AKM • Saturday, 22 May 2021 - 14:53 WIB

Jakarta - Anggota Komisi XI Fraksi Gerindra Kamrusamad menyatakan rencana kebijakan Tax Amnesti ke 2 merupakan “Jalan Pintas” Yang belum tentu memberikan solusi Tepat dalam Penerimaan Negara

“Pengalaman Tax Amnesty Ke-1 tahun 2016-2017 saat ekonomi tumbuh Positif Tapi Kenyataannya Gagal mencapai Target dilihat dari tolak ukur,” ujar Kamrusamad 

Kamrusamad mengatakan Tax Amnesti pertama juga diikuti dengan Rendahnya Tingkat Partisipasi WP (956 ribu, sedangkan SPT saat itu 20,1jt dan Pemilik NPWP 32,7 juta orang),  rendahnya angka Repatriasi senilai 147T Sekitar 3%.  

“Kontribusi terhadap Penerimaan juga rendah senilai 135T yg terdiri dari tebusan 114T, Tunggakan 18,6T dan Bukper 1,75T. Dan jika berdasarkan klaster Level usaha antarkan UMKM dan Non UMKM OP Non UMKM 91,1T OP UMKM 7,73T,” ungkapnya.

Menurut Kamrusamad,   Gagal nya Tax amnesty Ke-1 juga bisa dilihat dari segi impack terhadap Ratio Penerimaan Pajak tahun berikutnya yaitu tahun 2017 justru turun menjadi 9,89 dibandingkan 2016 sebesar 10,36% 

“Bagaimana tahun 2020 Turun menjadi 7,9% walaupun proyeksi Tad ratio 2021 akan naik 8,18%,” imbuhnya.

Kamrusamad memyarankan Pemerintah  agar lakukan Reformasi Fundamental Regulasi Perpajakan secara sungguh sungguh dan menyeluruh .

“Bangun kepercayaan WP dengan memberikan Jaminan Zero Korupsi diperpajakan.

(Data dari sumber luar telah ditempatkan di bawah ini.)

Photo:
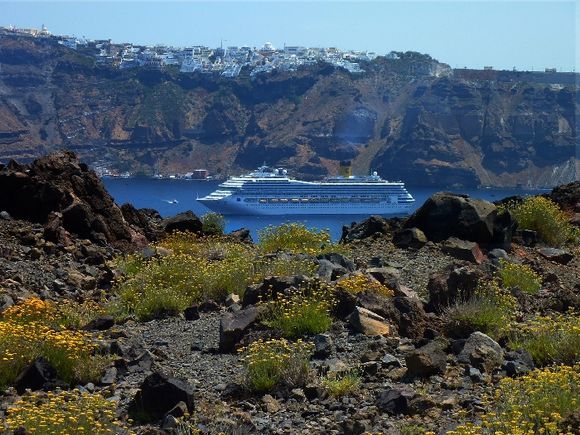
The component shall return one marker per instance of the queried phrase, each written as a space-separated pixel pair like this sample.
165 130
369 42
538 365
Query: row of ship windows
313 200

Berani mengambil tindakan dengan Berhentikan Pejabat Korup sampai dua tingkat diatasnya dan dua tingkat kebawah,”  pintanya. 

Selain itu, Kamrusamad meminta pemerintah mengoptimalkan penggalian Potensi PPH Pasal 25,29 dan Pasal 23 untuk Barang impor dan konsultan Asing dalam Pembangunan infrastruktur.

“ Implementasikan Kesepakatan Pertukaran data otomatis yg sdh diteken antar Negara melalui AEoI untuk mengejar WP diluar negeri,” pungkasnya.